Calloway-Spencer, who is black, said she grew up with cousins from Latin America and has a biracial husband, a gay brother, and relatives with disabilities. She said she is a survivor of sexual violence.

“I know all of these different worlds,” she said, adding that those experiences inspired her to pursue “opportunities to build bridges between groups” in her career.

Ebony Calloway-Spencer

Calloway-Spencer said her priorities for the Office of Institutional Opportunity and Access, or IOA, would include ensuring students know where to turn if they believe they’ve been discriminated against and that they have confidence the office will investigate promptly and thoroughly.

She said her investigations are based on federal, local and state regulations and that she approaches them as a “neutral fact-finder” — important because many cases the IOA deals with are serious and sensitive.

“I don’t want this office to feel like it’s a gotcha type agency,” she said. “I want it to be open, warm.”

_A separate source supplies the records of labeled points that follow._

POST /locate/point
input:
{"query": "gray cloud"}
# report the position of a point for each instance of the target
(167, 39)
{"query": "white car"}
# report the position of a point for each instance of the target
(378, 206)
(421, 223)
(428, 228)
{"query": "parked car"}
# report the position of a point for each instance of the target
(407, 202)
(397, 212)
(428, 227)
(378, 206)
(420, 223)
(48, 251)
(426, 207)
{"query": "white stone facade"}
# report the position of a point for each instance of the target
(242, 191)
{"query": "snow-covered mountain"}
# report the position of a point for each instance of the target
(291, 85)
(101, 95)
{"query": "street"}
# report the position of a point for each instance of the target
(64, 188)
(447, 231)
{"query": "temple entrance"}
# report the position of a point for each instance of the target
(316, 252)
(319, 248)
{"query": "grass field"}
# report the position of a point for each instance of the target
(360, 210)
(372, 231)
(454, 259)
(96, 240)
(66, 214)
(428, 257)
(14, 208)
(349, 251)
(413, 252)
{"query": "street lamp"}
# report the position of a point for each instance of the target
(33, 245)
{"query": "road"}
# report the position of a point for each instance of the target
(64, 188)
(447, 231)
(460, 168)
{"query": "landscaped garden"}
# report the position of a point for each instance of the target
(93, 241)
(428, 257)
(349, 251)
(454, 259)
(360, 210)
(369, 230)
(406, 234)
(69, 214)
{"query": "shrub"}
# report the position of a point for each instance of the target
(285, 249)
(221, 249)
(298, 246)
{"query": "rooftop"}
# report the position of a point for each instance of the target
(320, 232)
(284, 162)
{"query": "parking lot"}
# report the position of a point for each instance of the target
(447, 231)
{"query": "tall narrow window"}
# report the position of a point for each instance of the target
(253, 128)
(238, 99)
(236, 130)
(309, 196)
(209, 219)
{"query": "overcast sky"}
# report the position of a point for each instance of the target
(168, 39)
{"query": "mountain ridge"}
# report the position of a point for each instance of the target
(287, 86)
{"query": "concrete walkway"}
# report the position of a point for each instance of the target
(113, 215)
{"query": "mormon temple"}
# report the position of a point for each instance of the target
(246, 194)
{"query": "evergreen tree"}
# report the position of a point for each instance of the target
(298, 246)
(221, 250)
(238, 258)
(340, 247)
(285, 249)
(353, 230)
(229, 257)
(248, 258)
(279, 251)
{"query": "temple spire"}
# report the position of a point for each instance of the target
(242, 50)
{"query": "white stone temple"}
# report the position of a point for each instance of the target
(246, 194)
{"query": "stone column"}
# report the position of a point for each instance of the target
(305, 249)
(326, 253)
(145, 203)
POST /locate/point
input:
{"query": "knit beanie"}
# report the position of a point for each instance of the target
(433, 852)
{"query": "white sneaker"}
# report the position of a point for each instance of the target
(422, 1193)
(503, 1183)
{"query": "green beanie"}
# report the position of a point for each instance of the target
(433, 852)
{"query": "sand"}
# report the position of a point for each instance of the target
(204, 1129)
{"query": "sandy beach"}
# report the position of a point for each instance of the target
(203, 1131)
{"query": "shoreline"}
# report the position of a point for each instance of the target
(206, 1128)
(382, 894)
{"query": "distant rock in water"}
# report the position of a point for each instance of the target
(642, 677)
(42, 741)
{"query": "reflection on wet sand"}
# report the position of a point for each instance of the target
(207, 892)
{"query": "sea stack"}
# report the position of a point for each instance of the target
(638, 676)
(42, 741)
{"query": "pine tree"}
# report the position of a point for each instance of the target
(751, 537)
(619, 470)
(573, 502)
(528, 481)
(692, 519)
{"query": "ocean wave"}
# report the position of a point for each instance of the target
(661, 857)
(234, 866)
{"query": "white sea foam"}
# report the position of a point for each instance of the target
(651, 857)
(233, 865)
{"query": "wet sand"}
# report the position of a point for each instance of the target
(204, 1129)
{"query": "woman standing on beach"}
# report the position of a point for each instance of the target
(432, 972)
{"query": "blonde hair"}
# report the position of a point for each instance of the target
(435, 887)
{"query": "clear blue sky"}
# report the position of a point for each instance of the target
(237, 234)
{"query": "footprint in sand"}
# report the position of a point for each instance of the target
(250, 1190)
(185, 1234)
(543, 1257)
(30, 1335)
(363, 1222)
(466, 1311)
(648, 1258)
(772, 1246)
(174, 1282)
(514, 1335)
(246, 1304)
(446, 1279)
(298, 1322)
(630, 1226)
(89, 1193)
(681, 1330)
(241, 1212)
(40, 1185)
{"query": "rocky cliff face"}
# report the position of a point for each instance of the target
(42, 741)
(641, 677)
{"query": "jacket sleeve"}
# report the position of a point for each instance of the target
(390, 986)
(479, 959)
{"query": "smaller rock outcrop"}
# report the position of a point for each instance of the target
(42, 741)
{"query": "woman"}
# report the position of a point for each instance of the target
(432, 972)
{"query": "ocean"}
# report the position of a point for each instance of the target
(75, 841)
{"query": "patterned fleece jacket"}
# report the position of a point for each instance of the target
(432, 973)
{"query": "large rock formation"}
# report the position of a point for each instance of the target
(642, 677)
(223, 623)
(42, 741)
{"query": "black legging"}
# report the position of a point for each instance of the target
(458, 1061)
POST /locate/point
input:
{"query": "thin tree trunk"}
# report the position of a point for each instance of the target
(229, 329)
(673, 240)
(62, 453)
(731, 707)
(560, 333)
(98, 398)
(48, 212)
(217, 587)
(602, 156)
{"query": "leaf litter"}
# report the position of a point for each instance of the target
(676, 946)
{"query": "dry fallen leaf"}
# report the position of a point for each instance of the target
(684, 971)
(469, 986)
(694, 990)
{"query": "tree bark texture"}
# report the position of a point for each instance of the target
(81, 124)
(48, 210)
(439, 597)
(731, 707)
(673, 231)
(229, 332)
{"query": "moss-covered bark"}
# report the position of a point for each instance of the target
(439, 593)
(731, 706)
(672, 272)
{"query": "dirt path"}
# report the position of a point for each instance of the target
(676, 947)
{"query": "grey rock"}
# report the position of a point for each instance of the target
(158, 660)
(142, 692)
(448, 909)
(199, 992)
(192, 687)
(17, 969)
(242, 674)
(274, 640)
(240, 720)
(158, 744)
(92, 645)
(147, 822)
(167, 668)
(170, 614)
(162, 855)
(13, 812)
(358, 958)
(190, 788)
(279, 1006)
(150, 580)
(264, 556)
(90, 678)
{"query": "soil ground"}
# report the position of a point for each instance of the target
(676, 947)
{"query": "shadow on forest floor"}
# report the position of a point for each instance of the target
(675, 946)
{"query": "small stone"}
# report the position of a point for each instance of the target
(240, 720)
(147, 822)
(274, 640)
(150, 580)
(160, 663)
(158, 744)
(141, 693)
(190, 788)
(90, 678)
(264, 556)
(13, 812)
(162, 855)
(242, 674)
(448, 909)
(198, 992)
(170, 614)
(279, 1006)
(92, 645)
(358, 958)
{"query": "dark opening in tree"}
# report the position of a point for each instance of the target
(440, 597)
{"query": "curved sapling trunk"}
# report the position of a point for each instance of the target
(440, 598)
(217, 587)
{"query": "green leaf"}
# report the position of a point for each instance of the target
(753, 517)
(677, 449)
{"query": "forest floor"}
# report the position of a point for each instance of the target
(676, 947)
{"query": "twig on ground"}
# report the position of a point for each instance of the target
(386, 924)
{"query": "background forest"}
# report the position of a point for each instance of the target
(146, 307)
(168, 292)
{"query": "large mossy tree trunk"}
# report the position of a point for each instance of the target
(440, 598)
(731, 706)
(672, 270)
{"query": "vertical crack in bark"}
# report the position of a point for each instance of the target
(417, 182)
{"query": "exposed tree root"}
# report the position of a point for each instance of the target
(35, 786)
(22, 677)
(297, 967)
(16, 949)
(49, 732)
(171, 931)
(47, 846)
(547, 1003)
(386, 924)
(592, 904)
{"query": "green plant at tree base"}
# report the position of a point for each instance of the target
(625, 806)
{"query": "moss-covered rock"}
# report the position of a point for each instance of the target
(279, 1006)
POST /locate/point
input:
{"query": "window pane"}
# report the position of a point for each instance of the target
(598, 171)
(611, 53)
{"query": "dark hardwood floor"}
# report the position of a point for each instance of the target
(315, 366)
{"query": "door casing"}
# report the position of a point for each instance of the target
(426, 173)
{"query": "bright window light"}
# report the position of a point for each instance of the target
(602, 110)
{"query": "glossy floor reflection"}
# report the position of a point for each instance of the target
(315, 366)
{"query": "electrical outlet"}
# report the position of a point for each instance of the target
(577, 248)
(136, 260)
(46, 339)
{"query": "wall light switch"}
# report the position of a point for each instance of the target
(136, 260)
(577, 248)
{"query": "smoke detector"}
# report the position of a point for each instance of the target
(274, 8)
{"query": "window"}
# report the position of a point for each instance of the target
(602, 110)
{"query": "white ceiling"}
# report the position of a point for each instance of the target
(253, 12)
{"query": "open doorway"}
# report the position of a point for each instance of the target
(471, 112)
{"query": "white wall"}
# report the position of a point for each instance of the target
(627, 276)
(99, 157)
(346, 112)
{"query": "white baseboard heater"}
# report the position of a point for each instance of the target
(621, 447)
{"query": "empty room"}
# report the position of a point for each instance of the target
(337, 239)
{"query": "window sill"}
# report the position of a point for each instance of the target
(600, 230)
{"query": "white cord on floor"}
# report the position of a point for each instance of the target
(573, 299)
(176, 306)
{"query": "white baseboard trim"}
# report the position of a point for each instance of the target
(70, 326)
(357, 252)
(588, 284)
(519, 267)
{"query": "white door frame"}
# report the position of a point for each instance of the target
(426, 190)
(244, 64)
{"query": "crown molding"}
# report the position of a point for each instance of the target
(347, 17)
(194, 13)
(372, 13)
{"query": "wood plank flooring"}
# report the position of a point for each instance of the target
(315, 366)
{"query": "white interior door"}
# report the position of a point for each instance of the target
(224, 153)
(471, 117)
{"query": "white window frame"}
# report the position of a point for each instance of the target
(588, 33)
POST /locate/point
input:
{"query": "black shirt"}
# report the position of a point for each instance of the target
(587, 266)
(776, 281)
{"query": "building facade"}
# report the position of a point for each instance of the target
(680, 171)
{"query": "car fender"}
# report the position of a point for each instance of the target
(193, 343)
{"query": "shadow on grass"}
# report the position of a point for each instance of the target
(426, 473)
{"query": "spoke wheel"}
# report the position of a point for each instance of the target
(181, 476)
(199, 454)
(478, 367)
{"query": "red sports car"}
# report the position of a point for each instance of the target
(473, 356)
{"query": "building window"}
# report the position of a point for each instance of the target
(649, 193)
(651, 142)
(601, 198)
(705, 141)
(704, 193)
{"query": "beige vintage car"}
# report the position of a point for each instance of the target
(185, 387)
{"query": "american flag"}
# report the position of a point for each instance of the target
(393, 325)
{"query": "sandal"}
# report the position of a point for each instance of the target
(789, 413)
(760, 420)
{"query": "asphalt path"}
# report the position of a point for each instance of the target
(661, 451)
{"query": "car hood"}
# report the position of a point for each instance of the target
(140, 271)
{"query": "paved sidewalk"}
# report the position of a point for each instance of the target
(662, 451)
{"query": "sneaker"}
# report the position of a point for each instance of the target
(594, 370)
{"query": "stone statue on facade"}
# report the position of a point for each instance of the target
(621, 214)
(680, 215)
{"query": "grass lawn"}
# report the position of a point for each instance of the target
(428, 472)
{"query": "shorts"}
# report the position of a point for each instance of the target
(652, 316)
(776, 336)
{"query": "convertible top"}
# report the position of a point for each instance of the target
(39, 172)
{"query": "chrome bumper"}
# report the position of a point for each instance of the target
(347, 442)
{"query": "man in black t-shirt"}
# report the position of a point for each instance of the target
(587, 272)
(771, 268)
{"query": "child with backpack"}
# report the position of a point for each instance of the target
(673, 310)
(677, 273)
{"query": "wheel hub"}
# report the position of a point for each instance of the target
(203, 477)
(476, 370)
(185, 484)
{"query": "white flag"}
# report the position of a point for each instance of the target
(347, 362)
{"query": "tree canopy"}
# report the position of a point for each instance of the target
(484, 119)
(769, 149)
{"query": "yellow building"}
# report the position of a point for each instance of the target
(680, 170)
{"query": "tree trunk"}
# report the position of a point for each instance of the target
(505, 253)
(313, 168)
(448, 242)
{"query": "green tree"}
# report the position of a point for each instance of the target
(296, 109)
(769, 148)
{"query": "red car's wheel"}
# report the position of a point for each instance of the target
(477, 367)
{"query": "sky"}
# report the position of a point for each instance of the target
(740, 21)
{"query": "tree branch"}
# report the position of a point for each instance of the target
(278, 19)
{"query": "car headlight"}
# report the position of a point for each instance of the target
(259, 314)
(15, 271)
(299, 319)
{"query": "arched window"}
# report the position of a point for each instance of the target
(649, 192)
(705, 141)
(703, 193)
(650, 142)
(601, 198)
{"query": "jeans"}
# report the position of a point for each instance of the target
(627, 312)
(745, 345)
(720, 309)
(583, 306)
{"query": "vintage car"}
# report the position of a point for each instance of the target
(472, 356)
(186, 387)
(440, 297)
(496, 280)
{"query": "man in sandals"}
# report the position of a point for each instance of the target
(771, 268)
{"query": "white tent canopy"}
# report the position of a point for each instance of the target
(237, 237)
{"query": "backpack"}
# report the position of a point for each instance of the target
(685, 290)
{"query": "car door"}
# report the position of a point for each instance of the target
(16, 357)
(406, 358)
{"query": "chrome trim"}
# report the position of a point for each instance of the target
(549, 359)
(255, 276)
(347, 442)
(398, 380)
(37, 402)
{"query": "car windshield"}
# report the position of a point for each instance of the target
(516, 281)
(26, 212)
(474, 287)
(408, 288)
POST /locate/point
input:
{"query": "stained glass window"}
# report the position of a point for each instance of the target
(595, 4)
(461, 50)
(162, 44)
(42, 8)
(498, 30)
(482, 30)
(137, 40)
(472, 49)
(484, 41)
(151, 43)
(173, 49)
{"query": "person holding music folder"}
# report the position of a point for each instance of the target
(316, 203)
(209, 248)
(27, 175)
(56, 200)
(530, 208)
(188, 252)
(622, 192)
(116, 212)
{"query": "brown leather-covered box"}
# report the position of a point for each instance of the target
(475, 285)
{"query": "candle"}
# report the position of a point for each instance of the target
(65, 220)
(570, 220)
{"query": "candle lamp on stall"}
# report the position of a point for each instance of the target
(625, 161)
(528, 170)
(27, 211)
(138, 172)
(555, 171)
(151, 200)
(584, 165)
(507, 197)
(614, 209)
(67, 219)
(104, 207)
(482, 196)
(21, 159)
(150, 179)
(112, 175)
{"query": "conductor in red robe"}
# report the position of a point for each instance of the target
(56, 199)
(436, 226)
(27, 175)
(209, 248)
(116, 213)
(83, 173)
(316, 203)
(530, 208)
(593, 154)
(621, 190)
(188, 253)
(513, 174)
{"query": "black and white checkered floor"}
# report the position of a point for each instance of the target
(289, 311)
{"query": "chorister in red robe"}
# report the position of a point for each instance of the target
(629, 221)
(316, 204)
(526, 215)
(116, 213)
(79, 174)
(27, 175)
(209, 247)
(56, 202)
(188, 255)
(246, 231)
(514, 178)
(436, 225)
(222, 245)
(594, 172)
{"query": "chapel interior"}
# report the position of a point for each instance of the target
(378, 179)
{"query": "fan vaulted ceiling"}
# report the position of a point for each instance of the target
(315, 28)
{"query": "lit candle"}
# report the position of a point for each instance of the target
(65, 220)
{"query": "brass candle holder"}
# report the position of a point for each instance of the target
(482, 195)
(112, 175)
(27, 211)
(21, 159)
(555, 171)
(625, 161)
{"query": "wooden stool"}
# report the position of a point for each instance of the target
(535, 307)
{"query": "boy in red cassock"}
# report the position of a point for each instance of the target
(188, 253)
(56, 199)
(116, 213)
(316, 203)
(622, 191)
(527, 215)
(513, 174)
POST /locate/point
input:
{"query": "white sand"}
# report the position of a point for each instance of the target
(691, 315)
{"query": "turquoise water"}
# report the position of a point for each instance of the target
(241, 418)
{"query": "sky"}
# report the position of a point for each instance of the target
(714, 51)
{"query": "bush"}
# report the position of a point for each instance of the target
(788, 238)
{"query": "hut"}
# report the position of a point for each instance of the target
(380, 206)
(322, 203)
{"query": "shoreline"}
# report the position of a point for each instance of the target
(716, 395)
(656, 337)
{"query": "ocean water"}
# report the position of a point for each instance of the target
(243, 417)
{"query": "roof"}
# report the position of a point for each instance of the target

Calloway-Spencer said training also should be an important role of the office. Many students and employees don’t know the definitions of harassment, she said. Also, laws and legal direction in the area are constantly changing, which means it’s important for staff and university administrators to have continuing training as well.

During her public presentation Wednesday in the Kansas Union, Calloway-Spencer responded to questions about how the IOA should treat complaints from LGBT and graduate students.

While Title IX doesn’t currently protect sexual orientation-based discrimination in education, discrimination complaints based on sexual orientation should be addressed, she said. Graduate students’ complaints should be considered, too, she said, although if they are classified as employees under employment law the case might have to be referred to another office.

“There are ways that we can still look at a case,” she said. “I don’t think that it takes a court to tell a university that this is right and this is wrong.”

KU IOA investigates reports of sexual harassment — including sexual violence — and other forms of discrimination on campus. The new IOA director will replace Jane McQueeny, who resigned in October.

The first IOA director candidate, attorney Abigail Byman, director of academic labor relations at California State University, presented on Monday. The third candidate, not yet named, is scheduled to speak at 10 a.m. Tuesday at Alderson Auditorium in the Union.

Calloway-Spencer received her bachelor’s degree in English from Hampton University in Virginia and her law degree from the University of Florida.